Aku tercengang, lalu telepon pun tertutup dan ponselku berbunyi lagi. Kali ini nomer berbeda. Kali ini yang menghubungiku dari perusahaan parfum. Dalam satu waktu aku sudah mendapatkan dua penawaran dan berbeda-beda. Begitu aku kembali ke ruangan Mbak Adinda, wajahku katanya langsung terlihat sumringah.
"Apakah benar kamu mendapatkan penawaran?" tanya Mbak Adinda yang menebak dengan sangat benar sekali.
"Ya, ini semua berkat anda Mbak Adinda. Aku tidak pernah menyangka akan mendapatkan job baru dalam waktu yang sama."
"Ambil saja, bisa disesuaikan jamnya kalau kamu butuh." Mbak Adinda menatapku dengan senyuman, sungguh dia mengizinkanku?

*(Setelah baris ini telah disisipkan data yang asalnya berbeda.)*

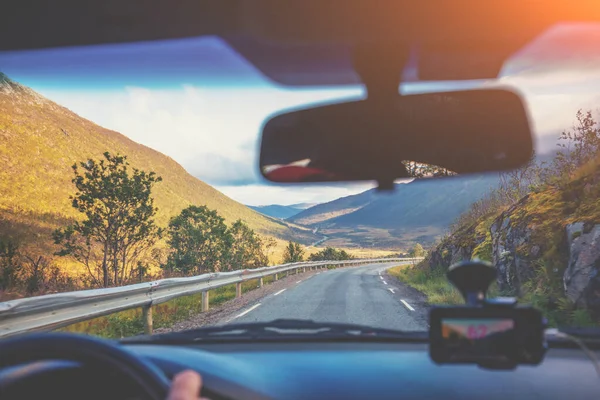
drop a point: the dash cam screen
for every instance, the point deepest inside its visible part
(479, 337)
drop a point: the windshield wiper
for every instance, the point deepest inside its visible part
(282, 330)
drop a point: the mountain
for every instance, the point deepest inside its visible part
(277, 211)
(303, 206)
(326, 211)
(415, 212)
(40, 141)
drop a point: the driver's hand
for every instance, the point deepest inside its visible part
(186, 385)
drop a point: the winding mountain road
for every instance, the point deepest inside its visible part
(363, 295)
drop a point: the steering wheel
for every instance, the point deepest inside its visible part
(87, 351)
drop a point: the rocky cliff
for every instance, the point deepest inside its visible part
(548, 244)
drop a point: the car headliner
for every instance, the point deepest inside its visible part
(307, 42)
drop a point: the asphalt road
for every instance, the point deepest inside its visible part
(359, 295)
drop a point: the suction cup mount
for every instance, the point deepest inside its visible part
(472, 279)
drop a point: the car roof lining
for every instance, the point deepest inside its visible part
(305, 42)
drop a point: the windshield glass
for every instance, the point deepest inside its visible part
(133, 169)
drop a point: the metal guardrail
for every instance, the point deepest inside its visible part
(49, 312)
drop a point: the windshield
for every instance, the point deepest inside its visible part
(132, 170)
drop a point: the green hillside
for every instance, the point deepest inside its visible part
(40, 140)
(417, 212)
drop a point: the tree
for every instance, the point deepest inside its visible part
(293, 253)
(330, 253)
(118, 225)
(421, 170)
(247, 248)
(10, 264)
(417, 251)
(199, 241)
(578, 145)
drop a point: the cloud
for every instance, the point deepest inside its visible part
(259, 194)
(212, 132)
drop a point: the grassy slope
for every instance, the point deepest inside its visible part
(546, 212)
(40, 140)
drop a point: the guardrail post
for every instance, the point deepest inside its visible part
(147, 313)
(205, 301)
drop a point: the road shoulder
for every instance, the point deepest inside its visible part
(416, 299)
(229, 309)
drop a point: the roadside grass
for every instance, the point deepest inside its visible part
(130, 322)
(432, 283)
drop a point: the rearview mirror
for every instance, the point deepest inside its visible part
(422, 135)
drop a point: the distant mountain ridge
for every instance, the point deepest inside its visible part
(40, 141)
(417, 211)
(277, 211)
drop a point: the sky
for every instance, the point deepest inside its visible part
(199, 102)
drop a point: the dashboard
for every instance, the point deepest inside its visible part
(331, 371)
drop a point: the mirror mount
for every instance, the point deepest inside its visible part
(380, 69)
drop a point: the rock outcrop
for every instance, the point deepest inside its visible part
(521, 239)
(582, 276)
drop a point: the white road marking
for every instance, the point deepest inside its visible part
(407, 305)
(247, 311)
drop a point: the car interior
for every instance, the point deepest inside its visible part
(319, 43)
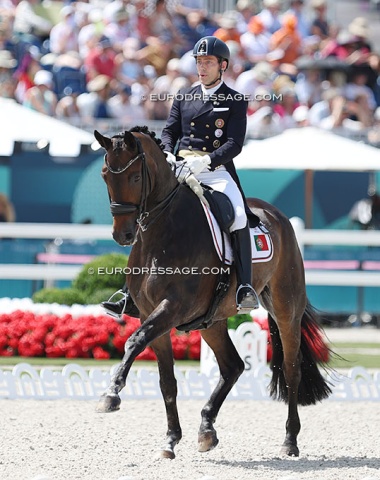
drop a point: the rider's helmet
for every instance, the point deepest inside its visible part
(212, 46)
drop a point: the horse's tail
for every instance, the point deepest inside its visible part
(313, 387)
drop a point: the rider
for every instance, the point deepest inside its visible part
(209, 121)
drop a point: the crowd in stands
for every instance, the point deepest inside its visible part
(125, 59)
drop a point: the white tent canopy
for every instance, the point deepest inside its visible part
(18, 123)
(308, 148)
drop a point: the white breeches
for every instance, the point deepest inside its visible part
(222, 181)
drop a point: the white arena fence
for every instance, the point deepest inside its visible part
(55, 271)
(75, 383)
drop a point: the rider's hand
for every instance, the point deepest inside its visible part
(170, 158)
(198, 163)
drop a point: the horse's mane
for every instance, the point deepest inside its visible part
(144, 129)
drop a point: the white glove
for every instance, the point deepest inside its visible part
(170, 158)
(198, 163)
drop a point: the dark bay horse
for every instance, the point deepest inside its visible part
(166, 224)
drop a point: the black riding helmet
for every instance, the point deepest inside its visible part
(212, 46)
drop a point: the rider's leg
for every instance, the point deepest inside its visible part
(246, 297)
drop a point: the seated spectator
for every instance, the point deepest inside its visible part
(24, 74)
(94, 104)
(227, 30)
(101, 60)
(255, 42)
(119, 29)
(7, 65)
(7, 213)
(297, 8)
(270, 15)
(41, 96)
(121, 108)
(308, 86)
(374, 132)
(286, 105)
(246, 9)
(287, 41)
(64, 35)
(67, 107)
(260, 74)
(129, 68)
(29, 27)
(320, 25)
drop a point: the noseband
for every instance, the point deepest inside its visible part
(129, 207)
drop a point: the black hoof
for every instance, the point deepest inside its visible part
(108, 403)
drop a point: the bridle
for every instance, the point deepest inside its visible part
(129, 207)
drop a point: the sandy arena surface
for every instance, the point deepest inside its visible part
(67, 440)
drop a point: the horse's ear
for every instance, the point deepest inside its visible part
(129, 140)
(104, 142)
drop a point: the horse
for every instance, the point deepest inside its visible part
(165, 223)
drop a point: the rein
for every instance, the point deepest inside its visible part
(129, 207)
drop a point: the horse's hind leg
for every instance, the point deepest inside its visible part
(286, 366)
(163, 349)
(231, 366)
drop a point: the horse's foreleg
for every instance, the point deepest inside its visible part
(163, 349)
(231, 366)
(157, 324)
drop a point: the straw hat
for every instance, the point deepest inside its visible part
(98, 83)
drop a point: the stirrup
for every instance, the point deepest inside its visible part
(117, 316)
(249, 302)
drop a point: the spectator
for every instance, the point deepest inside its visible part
(24, 74)
(29, 27)
(320, 25)
(7, 65)
(64, 35)
(7, 213)
(67, 107)
(246, 9)
(260, 74)
(255, 42)
(287, 41)
(121, 108)
(119, 29)
(129, 68)
(101, 60)
(227, 30)
(303, 24)
(41, 96)
(94, 104)
(270, 15)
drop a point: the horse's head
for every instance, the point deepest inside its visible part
(126, 175)
(131, 172)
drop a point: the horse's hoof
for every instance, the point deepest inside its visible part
(108, 403)
(290, 450)
(167, 454)
(207, 441)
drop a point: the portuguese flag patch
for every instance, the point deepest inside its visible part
(261, 243)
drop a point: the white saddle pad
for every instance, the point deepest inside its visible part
(261, 242)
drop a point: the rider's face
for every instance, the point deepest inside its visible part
(208, 69)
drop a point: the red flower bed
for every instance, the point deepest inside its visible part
(31, 335)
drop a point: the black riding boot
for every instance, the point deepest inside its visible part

"Perusahaan parfum dan perusahaan busana dari Korea pasti kiyowo sekali kalau aku jadi modelnya. Tapi tentu saja aku tidak bisa mengambil semuanya Mbak, kontrakku kan sudah di sini terlebih dahulu. Nanti aku pelajari dulu saja yang dua barusan itu." Aku menanggapi ucapan Mbak Adinda dan mengambil pilihan seadil-adilnya. Aku tidak mau egois meski sudah diizinkan.
Mbak Adinda manggut-manggut. Dia mengapresiasikan rasa tanggung jawabku terlebih dahulu dari pada memikirkan mata uangnya karena pasti aku memang sangat butuh uang, tapi prioritas pertamaku adalah orang yang sudah mengontrakku lebih dulu.
"Ya sudah, kamu bisa kembali bekerja Za, semangat melakukan pemotretan. Majalahmu akan segera launching dan siap-siap untuk event yang akan diadakan perusahaan kita ini, karena nanti kamu akan jadi salah satu pengisinya juga. Beberapa materi bisa kamu minta di Cece ya."
"Baik Mbak, makasih banyak," sahutku seraya berpamitan kepada Mbak Adinda. Saatnya bekerja kembali. Sesekali mengecek ruang obrolanku bersama Kak Ardhan. Dia belum membalas pesanku dari satu jam yang lalu, apakah aku memberitahu dia bahwa aku akan segera memulai pekerjaan. Takutnya saat aku menghilang beberapa jam karena sibuk pemotretan, dia malah mencariku.